No.395 / 2018年9月1日配信

 殿様が狩りの途中、目黒という田舎で味わった黒焦げ焼き秋刀魚の味が忘れられずに、家来に秋刀魚を食べたいと所望。家来は秋刀魚の脂が身体に悪いのではないかと心配し脂を落とし、骨が殿様の喉に刺さらないようにと、骨を抜いてバラバラの身にしたり。手が入り過ぎた味に殿様はがっかり。「いったいこの秋刀魚はどこで買って来たのだ?」と尋ねられた。

 「はあ、一流の日本橋魚河岸で求めてまいりました」と答えた家来に、殿様は「そりゃ、いかん。秋刀魚は目黒に限る」と。殿様の世間知らずを風刺した話ですが、家来による忖度も不要でした。焚き火に放り込む(?)農民の粗雑な調理法がいちばんだったのです。落語で語られるこんな良き時代もあったのかと、昨年、不漁の秋刀魚だっただけに笑えない心境。

 近年の不漁や昨年の価格高騰の原因は、秋刀魚が嫌う日本近海の暖水塊の発生(地球温暖化の影響による?)はもちろん、台湾や中国などによる漁獲量の拡大も影響がありそうです。

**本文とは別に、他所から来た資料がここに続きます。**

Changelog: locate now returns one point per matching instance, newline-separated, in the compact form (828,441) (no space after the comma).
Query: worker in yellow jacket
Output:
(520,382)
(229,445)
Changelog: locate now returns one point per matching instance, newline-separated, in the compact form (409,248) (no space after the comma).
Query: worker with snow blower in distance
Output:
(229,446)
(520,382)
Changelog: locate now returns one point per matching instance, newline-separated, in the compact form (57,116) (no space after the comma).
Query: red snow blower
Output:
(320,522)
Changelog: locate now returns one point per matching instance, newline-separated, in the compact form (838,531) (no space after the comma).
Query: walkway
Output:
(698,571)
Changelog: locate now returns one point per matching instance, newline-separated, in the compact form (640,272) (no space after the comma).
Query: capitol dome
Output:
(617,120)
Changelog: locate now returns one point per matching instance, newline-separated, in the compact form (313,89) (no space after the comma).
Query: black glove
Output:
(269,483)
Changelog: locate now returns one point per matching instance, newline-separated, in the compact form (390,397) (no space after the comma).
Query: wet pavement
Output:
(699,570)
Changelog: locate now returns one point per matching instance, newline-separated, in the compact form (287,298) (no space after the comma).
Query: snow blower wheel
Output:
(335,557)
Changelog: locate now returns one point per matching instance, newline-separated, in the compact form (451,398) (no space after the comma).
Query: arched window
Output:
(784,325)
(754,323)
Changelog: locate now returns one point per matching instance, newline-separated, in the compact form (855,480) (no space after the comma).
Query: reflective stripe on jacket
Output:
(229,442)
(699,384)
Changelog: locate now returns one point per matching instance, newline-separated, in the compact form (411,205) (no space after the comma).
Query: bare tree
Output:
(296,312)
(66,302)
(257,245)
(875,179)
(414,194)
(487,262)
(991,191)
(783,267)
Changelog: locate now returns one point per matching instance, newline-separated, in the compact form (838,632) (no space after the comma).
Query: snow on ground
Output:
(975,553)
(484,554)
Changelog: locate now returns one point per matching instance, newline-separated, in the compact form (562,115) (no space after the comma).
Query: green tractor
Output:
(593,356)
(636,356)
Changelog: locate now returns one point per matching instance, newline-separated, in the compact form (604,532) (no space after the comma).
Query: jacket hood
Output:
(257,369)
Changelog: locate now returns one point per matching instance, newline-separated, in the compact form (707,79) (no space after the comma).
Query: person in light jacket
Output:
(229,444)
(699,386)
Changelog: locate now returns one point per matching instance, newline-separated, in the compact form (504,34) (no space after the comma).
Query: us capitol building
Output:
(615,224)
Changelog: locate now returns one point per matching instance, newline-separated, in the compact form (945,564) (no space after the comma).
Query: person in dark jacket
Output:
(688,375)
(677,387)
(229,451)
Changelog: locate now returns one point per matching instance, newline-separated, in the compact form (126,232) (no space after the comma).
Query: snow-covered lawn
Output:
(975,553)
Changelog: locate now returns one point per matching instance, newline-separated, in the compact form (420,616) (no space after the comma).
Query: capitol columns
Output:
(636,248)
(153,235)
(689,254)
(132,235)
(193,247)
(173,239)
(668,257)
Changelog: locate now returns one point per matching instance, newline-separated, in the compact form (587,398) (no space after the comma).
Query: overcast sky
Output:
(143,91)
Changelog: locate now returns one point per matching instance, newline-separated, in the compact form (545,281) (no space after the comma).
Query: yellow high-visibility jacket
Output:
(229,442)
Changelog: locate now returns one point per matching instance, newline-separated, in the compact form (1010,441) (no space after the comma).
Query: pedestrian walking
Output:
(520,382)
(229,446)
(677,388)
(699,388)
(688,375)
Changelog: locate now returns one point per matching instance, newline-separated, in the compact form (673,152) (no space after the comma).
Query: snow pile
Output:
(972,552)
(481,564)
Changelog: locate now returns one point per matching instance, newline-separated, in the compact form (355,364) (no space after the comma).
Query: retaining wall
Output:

北太平洋漁業委員会の年次会合が7月にあり、漁獲量に上限を定める日本案にも反対する国が出て、秋刀魚好きである庶民の私は秋刀魚資源量の枯渇に向かわないかと心配です。

 秋の味覚の王様はやっぱり秋刀魚。昔、七輪で焼いた焦げ目がたくさんの香ばしい秋刀魚の味が忘れられません。殿様は目黒の秋刀魚が忘れられなかったようですが。じゅうじゅうと焼き音を立てる秋刀魚を皿にとり、カボスをぎゅっと絞って、伝承かめ壷造り・本格芋焼酎「幸蔵」でがぶっとやりたいな。今年は去年より立派な秋刀魚が獲れそうだとか。信じましょう。